There’s a whirlwind of positive activity among Australia’s reinvigorated public servants, scientists and various technology sectors following the release of the National Innovation and Science Agenda (NISA).
After all, who wouldn’t be cheering after more than a decade of oscillating and often contradictory settings around so-called new economy industries.
So when the NISA finally dropped this week, the collective sigh of relief that Australia now has a vision for national industries beyond mining and heavy manufacturing was palpable. Not to mention a government willing to pursue and exploit new opportunities rather than try and mitigate them as a threat.
To paraphrase the Warumpi Band, you could say the nation’s collective inner nerd is “like a sheepdog off the chain tonight.”
There’s real excitement, even euphoria, that Australia’s narrative is changing to rewarding those who make improvements and generate wealth rather than dwelling on the persistent passion-killing talk of austerity.
Let’s hope it lasts past Christmas.
Positive sentiment is great, sometimes fleeting and should be immediately harnessed.
But it will also need to be backed by some very hard-headed thinking, several gutsy calls and the ability to absorb and work through criticisms and public anxiety. There will be casualties along the way and many of them will be in the public sector.
New contract, new conditions
When Turnbull talks about swapping out the restrictive notion of ‘Future Proofing’ for a ‘have a go’ culture that can iterate quickly, is resilient and accepts that some failure is an integral part of learning he is brokering a kind of social contract.
The core of the deal is that all the inevitable changes now coming down the line won’t just benefit specific sections of the economy – and the special interest groups that support them. They’ll benefit all.
If we collectively back the new kinds of policies that can deal with change, along with new business models that enable them, we can all share in the wealth created and it will be more evenly and meritoriously distributed. Or so the theory goes.
But it’s a smart call because traditional industries are declining, fiscal demands on government are rising and tax receipts (NSW property taxes excluded) are proportionally contracting.

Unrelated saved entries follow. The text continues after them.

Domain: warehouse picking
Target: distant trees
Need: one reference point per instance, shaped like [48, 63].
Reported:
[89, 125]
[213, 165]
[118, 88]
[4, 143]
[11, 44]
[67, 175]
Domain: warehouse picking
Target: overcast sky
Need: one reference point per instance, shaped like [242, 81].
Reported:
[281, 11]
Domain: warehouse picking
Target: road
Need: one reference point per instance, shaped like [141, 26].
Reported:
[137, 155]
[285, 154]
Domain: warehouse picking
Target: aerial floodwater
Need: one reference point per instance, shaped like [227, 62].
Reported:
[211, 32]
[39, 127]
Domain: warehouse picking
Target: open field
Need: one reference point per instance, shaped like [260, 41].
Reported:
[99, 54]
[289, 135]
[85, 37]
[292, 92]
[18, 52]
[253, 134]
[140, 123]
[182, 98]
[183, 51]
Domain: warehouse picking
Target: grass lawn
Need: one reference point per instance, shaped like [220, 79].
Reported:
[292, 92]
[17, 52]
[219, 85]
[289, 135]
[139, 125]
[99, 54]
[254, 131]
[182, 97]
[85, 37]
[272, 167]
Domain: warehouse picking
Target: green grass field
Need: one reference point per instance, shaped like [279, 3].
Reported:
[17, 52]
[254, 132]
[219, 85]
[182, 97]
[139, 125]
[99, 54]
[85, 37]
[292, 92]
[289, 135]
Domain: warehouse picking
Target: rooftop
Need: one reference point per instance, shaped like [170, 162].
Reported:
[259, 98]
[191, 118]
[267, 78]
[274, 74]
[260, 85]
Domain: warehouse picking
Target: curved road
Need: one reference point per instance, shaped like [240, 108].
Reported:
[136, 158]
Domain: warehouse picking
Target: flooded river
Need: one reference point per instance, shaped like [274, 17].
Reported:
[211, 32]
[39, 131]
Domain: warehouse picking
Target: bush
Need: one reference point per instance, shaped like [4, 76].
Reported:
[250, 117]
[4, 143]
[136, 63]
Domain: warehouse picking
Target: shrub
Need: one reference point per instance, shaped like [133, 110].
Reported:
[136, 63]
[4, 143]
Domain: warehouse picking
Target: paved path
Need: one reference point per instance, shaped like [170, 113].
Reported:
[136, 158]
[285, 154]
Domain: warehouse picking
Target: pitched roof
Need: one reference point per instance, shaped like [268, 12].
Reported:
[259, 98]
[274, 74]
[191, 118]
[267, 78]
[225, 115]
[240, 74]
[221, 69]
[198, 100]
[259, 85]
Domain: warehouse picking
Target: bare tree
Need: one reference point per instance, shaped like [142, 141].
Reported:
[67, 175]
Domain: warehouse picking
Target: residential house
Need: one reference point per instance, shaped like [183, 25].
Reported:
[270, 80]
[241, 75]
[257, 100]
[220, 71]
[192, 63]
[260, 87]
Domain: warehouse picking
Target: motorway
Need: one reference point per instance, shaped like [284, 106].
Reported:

And it works at the level of electoral gut feeling because Australians have a long and bitter collective memory of being persistently fleeced by powerful oligopolies that resist change, especially privatised former government corporations.
But to make Turnbull’s new deal work, there’s some essential heavy lifting on a few items that needs to happen to ensure that the underpinnings of a modernised, smart, sustainable, intelligent and agile economy are secure.
Those underpinnings aren’t in the cool, sexy, start-up buzzword du jour category; they’re in the shit boring, complicated and change resistant areas where vested interests simply will not want to let go.
Here’s the quick form guide to what’s missing
1) Digital Identity
No government anywhere has nailed this yet, and let’s face it, the places where it will come together most easily probably won’t be Western style democracies.
What we do know is that as more and more transactions go online, they will have to be more secured. Equally, their user interfaces have to be at least as easy to use as existing alternatives.
So far, Australia has myGov, an online account credential for government services that was spawned out of Centrelink and can now, when it’s working, also open doors at other federal agencies.
If you think about state governments like New South Wales, it’s also digitising identities, be it through the Service NSW online interface or driver’s licences being ported to phone apps.
If you, the punter in the street, want to open a bank account or buy a mobile phone, you’ll have to front some sort of ID – with a photo if it’s over the counter – and often multiple bits of ID to cross check.
At the moment is costs about $1 a throw to check IDs through the government’s Document Verification Service, and that’s for the physical variety.
But when you hit digital transactions, it’s a whole different ball park because everyone does it a bit differently. You can’t just photocopy / scan the documents to tick the compliance box.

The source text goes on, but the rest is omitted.